«Hoje, já é mais claro para todos que Portugal fez no tempo certo a aposta certa» em energias renováveis, afirmou o Primeiro-Ministro, António Costa, acrescentando que o próximo passo «não é andar para trás» mas, pelo contrário, «andar mais depressa e acelerar este processo de transição energética».

O Primeiro-Ministro falava na cerimónia de inauguração da Central Solar Flutuante de Alqueva, realizada no paredão da barragem alentejana, entre os concelhos de Portel (Évora) e Moura (Beja), onde esteve acompanhado pelo Ministro do Ambiente e da Ação Climática, Duarte Cordeiro.

Na sua intervenção, António Costa relembrou que o País conseguiu antecipar, em dois anos, a meta proposta para encerrar a produção de eletricidade por via do carvão:

«A meta era 2023, mas conseguimos encerrar a última central a carvão, em 2021. Há vários países europeus que hoje sentem a necessidade de discutir se não tem de dar passos atrás no processo de transição energética que deram. Nós felizmente não temos que ter essa discussão», acrescentou.

Segundo o Primeiro-Ministro, o País tem de discutir agora como é que pode acelerar a trajetória que iniciou e avançar mais no eólico, no solar e rentabilizar o hídrico.

António Costa referiu ainda as metas traçadas pelo Governo para esta área, indicando que os compromissos são os de, até 2030, atingir os 47% do consumo final de energia com origem em fontes renováveis e de, até 2026, Portugal passar de 60% para 80% de energias renováveis no conjunto da eletricidade.

«E para isso é mesmo necessário continuar a fazer os investimentos que as empresas produtoras de energia têm vindo a fazer», frisou.

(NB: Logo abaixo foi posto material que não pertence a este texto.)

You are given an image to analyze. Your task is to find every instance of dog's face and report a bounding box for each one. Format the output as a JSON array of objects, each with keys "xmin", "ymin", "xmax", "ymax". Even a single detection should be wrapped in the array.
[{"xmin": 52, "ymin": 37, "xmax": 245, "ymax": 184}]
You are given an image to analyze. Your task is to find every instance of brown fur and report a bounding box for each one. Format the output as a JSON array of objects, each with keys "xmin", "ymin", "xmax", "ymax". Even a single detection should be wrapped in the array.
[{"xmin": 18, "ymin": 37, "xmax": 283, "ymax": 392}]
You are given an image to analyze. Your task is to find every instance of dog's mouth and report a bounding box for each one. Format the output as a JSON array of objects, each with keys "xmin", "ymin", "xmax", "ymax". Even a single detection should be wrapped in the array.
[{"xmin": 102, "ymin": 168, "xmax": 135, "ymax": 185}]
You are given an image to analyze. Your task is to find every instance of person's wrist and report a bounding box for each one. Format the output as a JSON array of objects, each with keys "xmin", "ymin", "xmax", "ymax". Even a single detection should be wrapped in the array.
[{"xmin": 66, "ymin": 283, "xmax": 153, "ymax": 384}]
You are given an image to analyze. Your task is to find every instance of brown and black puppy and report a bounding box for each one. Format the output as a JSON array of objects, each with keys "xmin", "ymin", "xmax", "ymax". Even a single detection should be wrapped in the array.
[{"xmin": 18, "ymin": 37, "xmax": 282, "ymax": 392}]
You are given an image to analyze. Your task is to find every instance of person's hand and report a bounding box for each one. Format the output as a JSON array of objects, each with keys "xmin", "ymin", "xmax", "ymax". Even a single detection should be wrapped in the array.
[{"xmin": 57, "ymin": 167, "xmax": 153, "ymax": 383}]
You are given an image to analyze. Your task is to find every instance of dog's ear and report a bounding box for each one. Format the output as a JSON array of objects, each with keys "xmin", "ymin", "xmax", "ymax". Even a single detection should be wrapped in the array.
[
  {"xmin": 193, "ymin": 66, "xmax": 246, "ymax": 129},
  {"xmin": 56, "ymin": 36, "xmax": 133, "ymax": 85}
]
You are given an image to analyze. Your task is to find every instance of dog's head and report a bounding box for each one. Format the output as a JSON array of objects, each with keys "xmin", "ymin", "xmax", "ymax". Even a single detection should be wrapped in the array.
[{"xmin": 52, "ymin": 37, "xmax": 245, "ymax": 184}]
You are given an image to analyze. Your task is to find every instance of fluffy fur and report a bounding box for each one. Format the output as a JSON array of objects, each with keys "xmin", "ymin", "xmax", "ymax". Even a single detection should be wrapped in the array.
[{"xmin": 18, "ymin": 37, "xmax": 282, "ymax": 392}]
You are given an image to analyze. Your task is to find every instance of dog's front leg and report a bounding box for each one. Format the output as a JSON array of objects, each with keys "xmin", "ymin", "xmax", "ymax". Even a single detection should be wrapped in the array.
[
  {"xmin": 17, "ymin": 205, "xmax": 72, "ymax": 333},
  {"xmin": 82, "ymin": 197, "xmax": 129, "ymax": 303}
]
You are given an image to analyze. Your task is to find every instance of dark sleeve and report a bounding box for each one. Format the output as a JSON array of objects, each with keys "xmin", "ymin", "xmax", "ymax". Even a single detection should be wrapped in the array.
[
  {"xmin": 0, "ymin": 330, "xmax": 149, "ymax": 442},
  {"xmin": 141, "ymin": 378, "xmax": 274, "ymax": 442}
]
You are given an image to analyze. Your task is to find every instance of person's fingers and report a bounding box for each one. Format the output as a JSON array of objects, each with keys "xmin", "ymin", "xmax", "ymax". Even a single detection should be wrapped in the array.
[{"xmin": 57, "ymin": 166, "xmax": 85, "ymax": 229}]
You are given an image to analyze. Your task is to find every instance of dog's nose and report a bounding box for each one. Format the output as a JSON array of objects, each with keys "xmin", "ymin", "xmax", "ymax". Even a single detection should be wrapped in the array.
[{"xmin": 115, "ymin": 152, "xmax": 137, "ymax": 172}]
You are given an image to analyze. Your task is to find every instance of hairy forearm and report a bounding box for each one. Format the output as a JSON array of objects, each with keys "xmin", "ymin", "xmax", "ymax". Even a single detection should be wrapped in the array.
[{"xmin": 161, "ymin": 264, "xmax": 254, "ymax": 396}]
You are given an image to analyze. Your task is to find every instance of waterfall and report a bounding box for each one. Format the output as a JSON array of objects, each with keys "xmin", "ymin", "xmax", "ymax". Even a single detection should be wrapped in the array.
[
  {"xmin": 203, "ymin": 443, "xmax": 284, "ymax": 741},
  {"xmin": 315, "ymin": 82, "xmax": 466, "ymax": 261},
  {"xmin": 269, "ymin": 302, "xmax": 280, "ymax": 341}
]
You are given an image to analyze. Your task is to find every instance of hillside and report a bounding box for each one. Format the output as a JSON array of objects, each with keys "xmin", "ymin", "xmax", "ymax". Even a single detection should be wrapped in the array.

Preço de eletricidade baixou devido às renováveis

António Costa relembrou a redução do preço de eletricidade, em 3,7 % mensais, para quem está no mercado regulado e que tal se deve ao investimento em energias renováveis:

Esta descida de preços «é possível» devido ao «bom sistema regulatório» e, sobretudo, e ao «’mix’ energético», que tem «uma grande intensidade de energias renováveis», ou seja, «60% da eletricidade» consumida «tem origem nas renováveis». 

Já no gasóleo e na gasolina, apesar das medidas do Governo para atenuar os aumentos – que já ascendem a um total de «1.682 milhões de euros» – os consumidores estão «a pagar mais». 

O Ministro do Ambiente e da Ação Climática, por sua vez, disse que «num momento em que vivemos, o sobressalto é com a escalada dos preços da eletricidade» e os dados em Portugal «mostram que, efetivamente, existiu uma redução o preço da eletricidade no último quinquénio»:

«Segundo a ERSE, entre 2018 a 2022, registou-se uma redução acumulada de -115% nas tarifas de acesso às redes. E os consumidores domésticos de eletricidade observaram, assim, em cinco anos, uma redução acumulada de -3,7% no preço final no mercado regulado», detalhou.

Agilização do licenciamento ambiental de renováveis

António Costa disse também que o Governo vai avançar com medidas para a «agilização do licenciamento ambiental» para projetos de energias renováveis quando aprovar, na próxima semana, o programa Simplex para 2022.

Segundo o Primeiro-Ministro, estas medidas servem para o País aumentar a sua capacidade de autonomia na produção de energia.

E este passo, conforme refere, «é decisivo, do ponto de vista macroeconómico para o País», porque o custo de importação de energia tem «um peso enorme» na balança externa nacional.

O Ministro do Ambiente e da Ação Climática, por sua vez, disse que o Governo tem «plena noção da necessidade de acelerar» a transição energética, pelo que já na próxima semana será apresentado um pacote de licenciamento em serão agilizados «os processos de transição, seja no solar, seja na água para reutilização e também licenciamento ao nível municipal».